A Problem of Trust

It wasn’t just attacking our bodies. Instead, the pandemic had found a weakness in the unbreakable social bonds that we share with one another. Our need to hold someone, to hug them, to be close to another person, anyone, even a stranger. But now, as cases in Europe are falling and the pandemic is still devastating us here in the States, I realize that the virus attacks more than just our bodies and the social bonds between us.

The virus has found other forms of weakness.

Countries outside the U.S. have proved that the pandemic is not a tech problem, as they understood relatively early that the only way to fight this pandemic is with brutal, unnerving honesty; accurately reporting cases, providing tests for those that need them along with free health care, isolating people that have the virus, etc. All that honesty requires enormous doses of courage, too.
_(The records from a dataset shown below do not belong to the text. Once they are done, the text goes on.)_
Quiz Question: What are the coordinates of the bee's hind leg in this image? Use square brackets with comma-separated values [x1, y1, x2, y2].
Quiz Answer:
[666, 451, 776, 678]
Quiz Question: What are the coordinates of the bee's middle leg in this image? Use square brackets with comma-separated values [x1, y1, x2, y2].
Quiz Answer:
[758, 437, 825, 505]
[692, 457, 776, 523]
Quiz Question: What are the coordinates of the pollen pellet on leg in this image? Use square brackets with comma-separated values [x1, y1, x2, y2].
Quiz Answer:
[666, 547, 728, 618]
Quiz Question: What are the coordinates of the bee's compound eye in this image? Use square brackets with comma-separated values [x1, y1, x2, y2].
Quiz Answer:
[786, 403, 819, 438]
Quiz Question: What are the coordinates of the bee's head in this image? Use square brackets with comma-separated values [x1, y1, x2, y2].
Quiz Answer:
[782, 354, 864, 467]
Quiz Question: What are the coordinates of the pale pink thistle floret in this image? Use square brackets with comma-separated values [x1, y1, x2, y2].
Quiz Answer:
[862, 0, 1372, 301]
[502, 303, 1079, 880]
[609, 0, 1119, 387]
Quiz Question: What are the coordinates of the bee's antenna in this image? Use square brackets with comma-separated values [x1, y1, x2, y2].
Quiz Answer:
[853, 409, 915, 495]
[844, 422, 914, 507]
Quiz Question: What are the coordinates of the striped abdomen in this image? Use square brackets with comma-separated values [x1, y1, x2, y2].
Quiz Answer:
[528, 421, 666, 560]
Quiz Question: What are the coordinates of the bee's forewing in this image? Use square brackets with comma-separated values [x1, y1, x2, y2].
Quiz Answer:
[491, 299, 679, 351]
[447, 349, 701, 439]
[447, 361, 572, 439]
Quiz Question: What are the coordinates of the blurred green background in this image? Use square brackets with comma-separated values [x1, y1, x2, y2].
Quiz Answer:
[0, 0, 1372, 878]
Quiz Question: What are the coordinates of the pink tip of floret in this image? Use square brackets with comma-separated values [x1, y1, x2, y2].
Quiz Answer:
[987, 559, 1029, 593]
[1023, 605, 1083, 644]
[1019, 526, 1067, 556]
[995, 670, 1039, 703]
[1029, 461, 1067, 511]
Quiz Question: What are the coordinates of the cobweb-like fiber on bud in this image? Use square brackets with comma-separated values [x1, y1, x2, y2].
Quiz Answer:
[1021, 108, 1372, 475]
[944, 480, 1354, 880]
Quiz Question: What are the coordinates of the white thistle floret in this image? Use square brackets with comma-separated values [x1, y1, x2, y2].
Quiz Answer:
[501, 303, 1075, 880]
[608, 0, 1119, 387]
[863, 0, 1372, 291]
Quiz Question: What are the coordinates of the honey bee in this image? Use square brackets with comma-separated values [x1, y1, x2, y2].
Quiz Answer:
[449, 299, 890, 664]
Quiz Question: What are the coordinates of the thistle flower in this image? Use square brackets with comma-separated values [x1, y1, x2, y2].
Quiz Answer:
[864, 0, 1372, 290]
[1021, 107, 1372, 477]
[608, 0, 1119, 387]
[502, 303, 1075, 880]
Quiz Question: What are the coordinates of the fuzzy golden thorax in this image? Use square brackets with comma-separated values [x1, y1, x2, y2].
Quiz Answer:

This is why America is wrecked by the pandemic, because we cannot fathom problems that are beyond the realm of tech. Everyone is frantically waiting for the vaccine or an app—a magic spell that will remove the curse—but this virus is highlighting the most important problem in our society today, one that no magic spell can deter. And that’s because the pandemic is not a problem with tech, it’s a problem with trust and honesty and having spent the last 4 years unbundling our civic discourse in public—tearing apart the seams between us all. Setting us all on a knife’s edge.

It’s why we’re obsessed with potential vaccines, whilst other countries have proved that we simply don’t need one to control the situation. Here in America we would rather a business swoop in to save the day, instead of look closely at ourselves and the qualities that the virus has latched onto. The qualities that are in such short supply today; trust, honesty, courage.

To fix this problem our federal, state, and local governments—the body politic at large—would have to discard everything that they know about the world and how they operate. They would have to ignore everything the news says, they would have to ignore the worst parts of their base. They would have to do something devastating to their political careers, but essential for the health of our nation: They would have to be honest. They would have to grow a spine.

Also, hi, did you know that there’s only 95 days, 13 hours, and 14 minutes until the election? We can fix this problem slowly, painfully, with one vote at a time. Our country really doesn’t have to function in this way. We can build a government worthy of our trust and worthy of our pride and all it requires is us to take action. We can donate. We can register to vote. Is it a small degree of change? Yes. Will it fix the country tomorrow? No. Will you be remembered as a freedom fighter for donating $5 to a political campaign you believe in? Probably not.

But each tiny act like this builds on the next, all these moments snowball into something important, something vital: a government worthy of our trust and worthy of our pride.